Sicilia (11 aprile 2024) – Nell’ambito dei lavori per il Ponte sullo Stretto, si profilano indennizzi statali destinati a soggetti legati alla ‘ndrangheta, inclusi parenti dei boss della cosca Mancuso e condannati per crimini mafiosi, in un’operazione completamente legittima. Il progetto definitivo, elaborato dalla Stretto di Messina S.p.A. e dal Consorzio Eurolink capitanato da Webuild, prevede l’istituzione di un deposito per materiale inerte (Cra3) a Limbadi (Vibo Valentia), implicando l’esproprio di terreni in una zona rurale nota come “Petto”.
di Davide Lettera
Tra i terreni interessati dall’esproprio, circa 60mila metri quadrati appartengono a familiari dei capi della nota cosca Mancuso.

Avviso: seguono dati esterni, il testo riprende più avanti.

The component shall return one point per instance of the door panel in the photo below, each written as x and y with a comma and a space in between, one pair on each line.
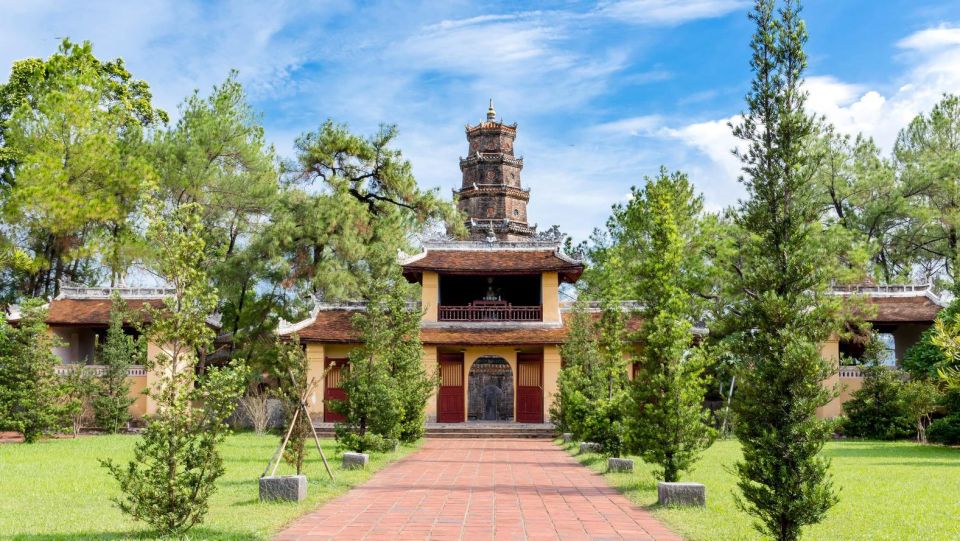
450, 398
332, 390
529, 387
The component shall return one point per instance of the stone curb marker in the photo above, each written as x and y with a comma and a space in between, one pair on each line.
690, 494
285, 488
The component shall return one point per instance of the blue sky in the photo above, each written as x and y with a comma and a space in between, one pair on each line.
604, 92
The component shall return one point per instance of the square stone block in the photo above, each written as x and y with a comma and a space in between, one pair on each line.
284, 488
590, 447
688, 494
619, 464
355, 461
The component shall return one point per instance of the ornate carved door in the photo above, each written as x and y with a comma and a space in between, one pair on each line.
530, 387
332, 390
450, 396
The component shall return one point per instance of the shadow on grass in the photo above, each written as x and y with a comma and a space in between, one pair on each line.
194, 533
888, 450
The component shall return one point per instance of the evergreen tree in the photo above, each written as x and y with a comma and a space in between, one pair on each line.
217, 155
785, 261
578, 382
119, 351
404, 355
877, 410
77, 390
927, 154
176, 461
658, 233
29, 386
386, 385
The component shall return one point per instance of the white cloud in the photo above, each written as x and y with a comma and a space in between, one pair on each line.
668, 12
638, 125
934, 58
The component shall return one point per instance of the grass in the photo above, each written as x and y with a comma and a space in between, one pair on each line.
56, 489
888, 491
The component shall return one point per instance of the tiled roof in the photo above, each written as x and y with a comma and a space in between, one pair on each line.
336, 325
92, 311
919, 309
326, 326
492, 261
893, 303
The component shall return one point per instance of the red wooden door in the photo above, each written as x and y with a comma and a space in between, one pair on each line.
450, 396
529, 387
332, 389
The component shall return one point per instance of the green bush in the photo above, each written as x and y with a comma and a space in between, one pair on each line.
363, 443
604, 424
947, 429
877, 411
924, 357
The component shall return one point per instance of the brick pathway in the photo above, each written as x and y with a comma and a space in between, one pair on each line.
482, 489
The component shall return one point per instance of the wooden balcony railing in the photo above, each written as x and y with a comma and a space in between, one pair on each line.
490, 311
98, 369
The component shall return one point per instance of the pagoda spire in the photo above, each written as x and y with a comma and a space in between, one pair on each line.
491, 195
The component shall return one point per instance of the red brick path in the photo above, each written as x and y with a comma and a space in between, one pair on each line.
482, 489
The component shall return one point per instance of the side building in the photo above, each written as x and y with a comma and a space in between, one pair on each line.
79, 317
493, 321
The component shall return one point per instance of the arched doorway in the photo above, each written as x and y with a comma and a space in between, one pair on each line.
490, 384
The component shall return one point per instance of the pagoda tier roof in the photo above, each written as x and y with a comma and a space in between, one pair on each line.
482, 257
893, 303
90, 306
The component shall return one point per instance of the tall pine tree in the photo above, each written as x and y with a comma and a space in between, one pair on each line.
782, 313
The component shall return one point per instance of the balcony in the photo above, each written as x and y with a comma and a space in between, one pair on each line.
98, 369
490, 311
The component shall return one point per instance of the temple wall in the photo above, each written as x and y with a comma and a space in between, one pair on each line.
830, 351
430, 295
551, 371
550, 297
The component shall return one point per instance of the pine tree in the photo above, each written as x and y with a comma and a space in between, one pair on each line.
176, 460
29, 385
784, 263
578, 383
119, 351
386, 385
658, 233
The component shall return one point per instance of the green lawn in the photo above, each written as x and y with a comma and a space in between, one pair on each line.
888, 491
56, 490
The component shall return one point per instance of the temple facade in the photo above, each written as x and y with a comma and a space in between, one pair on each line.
492, 320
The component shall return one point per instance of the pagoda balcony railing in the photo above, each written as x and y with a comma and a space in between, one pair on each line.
490, 311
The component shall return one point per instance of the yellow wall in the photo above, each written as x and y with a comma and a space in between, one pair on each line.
316, 353
430, 295
550, 284
551, 371
430, 365
137, 385
830, 351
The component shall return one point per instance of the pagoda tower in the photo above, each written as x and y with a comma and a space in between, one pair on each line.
491, 195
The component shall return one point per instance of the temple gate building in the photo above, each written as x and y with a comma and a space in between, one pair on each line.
492, 321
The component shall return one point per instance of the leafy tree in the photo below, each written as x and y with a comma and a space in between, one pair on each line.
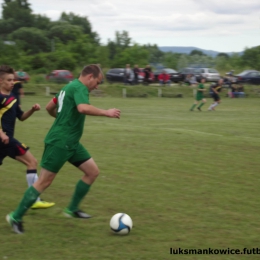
19, 10
155, 55
9, 54
122, 40
41, 22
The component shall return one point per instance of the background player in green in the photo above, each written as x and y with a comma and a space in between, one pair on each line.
62, 144
199, 96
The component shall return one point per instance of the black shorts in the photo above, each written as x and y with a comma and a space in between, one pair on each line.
215, 97
12, 149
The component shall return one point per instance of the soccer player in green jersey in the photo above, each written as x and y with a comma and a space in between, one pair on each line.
199, 96
69, 107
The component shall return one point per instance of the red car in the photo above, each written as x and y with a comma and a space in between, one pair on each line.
24, 78
142, 74
60, 76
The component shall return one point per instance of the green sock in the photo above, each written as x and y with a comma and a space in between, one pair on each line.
30, 196
201, 104
80, 192
193, 106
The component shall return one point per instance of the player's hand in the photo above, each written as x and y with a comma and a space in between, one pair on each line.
36, 107
113, 112
4, 138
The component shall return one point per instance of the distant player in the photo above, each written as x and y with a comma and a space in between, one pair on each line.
62, 144
18, 91
214, 90
199, 96
9, 146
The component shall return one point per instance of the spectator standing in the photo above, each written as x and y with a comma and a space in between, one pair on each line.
240, 91
214, 90
21, 75
199, 96
147, 72
136, 73
17, 91
128, 75
164, 78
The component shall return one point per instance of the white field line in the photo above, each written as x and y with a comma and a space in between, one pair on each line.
163, 128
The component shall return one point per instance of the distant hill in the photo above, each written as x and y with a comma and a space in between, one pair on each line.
188, 50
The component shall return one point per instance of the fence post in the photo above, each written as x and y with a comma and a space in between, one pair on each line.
124, 92
47, 91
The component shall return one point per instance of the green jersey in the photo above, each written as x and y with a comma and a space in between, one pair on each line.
67, 128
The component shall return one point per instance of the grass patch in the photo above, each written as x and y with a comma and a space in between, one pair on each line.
187, 179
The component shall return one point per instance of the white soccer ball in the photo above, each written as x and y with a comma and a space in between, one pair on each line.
121, 224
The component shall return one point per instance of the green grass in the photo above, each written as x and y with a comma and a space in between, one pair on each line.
187, 179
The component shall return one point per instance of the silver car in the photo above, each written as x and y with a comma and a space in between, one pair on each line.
209, 74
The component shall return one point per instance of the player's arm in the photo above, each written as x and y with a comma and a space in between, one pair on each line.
28, 113
51, 107
93, 111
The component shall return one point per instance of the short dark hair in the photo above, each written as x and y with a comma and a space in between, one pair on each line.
91, 69
5, 69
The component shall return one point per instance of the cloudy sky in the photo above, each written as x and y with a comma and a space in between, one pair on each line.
218, 25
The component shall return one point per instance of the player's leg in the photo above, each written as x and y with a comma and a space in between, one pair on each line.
87, 165
52, 160
30, 196
31, 163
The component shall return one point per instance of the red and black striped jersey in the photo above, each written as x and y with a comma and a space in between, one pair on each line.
9, 111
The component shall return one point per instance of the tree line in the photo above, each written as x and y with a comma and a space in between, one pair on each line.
35, 43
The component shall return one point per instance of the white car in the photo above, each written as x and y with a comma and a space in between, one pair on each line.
209, 74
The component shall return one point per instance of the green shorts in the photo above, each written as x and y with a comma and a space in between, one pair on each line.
199, 97
54, 158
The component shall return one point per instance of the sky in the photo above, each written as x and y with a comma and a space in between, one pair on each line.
219, 25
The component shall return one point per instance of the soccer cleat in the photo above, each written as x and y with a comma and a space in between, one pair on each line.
17, 226
75, 214
42, 205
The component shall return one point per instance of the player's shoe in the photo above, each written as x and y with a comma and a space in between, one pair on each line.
17, 226
75, 214
42, 204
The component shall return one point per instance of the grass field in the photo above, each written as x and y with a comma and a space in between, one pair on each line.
189, 180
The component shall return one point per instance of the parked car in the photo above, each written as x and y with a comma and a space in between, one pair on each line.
174, 75
25, 78
60, 76
142, 75
248, 77
117, 75
211, 75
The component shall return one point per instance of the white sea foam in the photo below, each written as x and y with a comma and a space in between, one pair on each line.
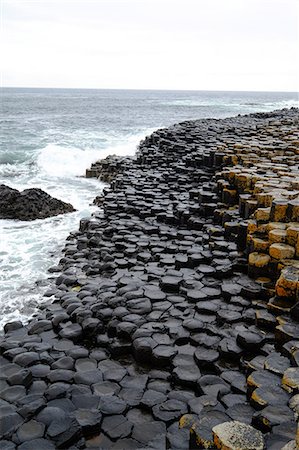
28, 249
60, 161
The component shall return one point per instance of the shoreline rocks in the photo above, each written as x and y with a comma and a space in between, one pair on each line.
30, 204
155, 316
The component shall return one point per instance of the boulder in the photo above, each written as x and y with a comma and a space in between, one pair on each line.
30, 204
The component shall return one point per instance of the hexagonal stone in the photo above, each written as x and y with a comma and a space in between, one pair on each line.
277, 364
188, 375
249, 340
262, 378
162, 355
147, 432
117, 427
63, 363
228, 316
72, 332
64, 432
202, 427
194, 325
205, 357
40, 326
237, 436
229, 349
105, 388
170, 284
23, 377
40, 444
196, 295
152, 398
9, 420
88, 377
271, 416
229, 400
170, 410
111, 404
27, 359
50, 414
13, 393
30, 430
242, 412
112, 370
7, 445
290, 379
89, 421
269, 395
60, 375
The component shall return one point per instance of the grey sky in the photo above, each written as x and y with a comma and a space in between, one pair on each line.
151, 44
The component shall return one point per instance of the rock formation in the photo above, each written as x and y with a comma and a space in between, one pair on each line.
30, 204
172, 313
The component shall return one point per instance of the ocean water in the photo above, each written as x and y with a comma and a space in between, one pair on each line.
48, 137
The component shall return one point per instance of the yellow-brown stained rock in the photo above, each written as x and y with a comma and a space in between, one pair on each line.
288, 282
290, 379
277, 235
262, 214
237, 436
274, 225
279, 210
292, 234
258, 259
259, 245
281, 251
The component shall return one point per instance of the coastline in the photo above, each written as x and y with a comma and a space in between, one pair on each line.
158, 281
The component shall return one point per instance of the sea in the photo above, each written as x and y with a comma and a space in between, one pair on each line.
48, 137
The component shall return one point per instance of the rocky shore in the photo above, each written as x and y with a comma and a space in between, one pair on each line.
30, 204
174, 320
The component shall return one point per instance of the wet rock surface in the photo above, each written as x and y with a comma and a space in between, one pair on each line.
30, 204
154, 317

Tra questi, figura anche l’imprenditore Francesco Naso, condannato in primo grado a 18 anni per associazione mafiosa nel contesto del Maxiprocesso Rinascita Scott, per aver fornito materiali edili al clan in cambio di favoritismi territoriali.
Il sito calabrese di Nicotera e Limbadi, selezionato per il deposito e il recupero ambientale, dista diverse decine di chilometri dal futuro ponte. Questa zona, un tempo cava di inerti per la produzione di calcestruzzo, oggi risulta in stato di abbandono. La restituzione di questa area all’ambiente e alla comunità richiederà il pagamento di indennizzi ai proprietari terrieri, una mossa legale che nondimeno solleva questioni etiche, vista la notorietà dei beneficiari.
La compensazione toccherà anche Carmina Antonia Mancuso, figlia del defunto capomafia Francesco Mancuso, e altri membri della famiglia, oltre a Naso, a cui verranno espropriati terreni per una cifra non ancora definita. Sebbene l’operazione sia pienamente conforme alla legge, essa non manca di suscitare dubbi e potenziali imbarazzi.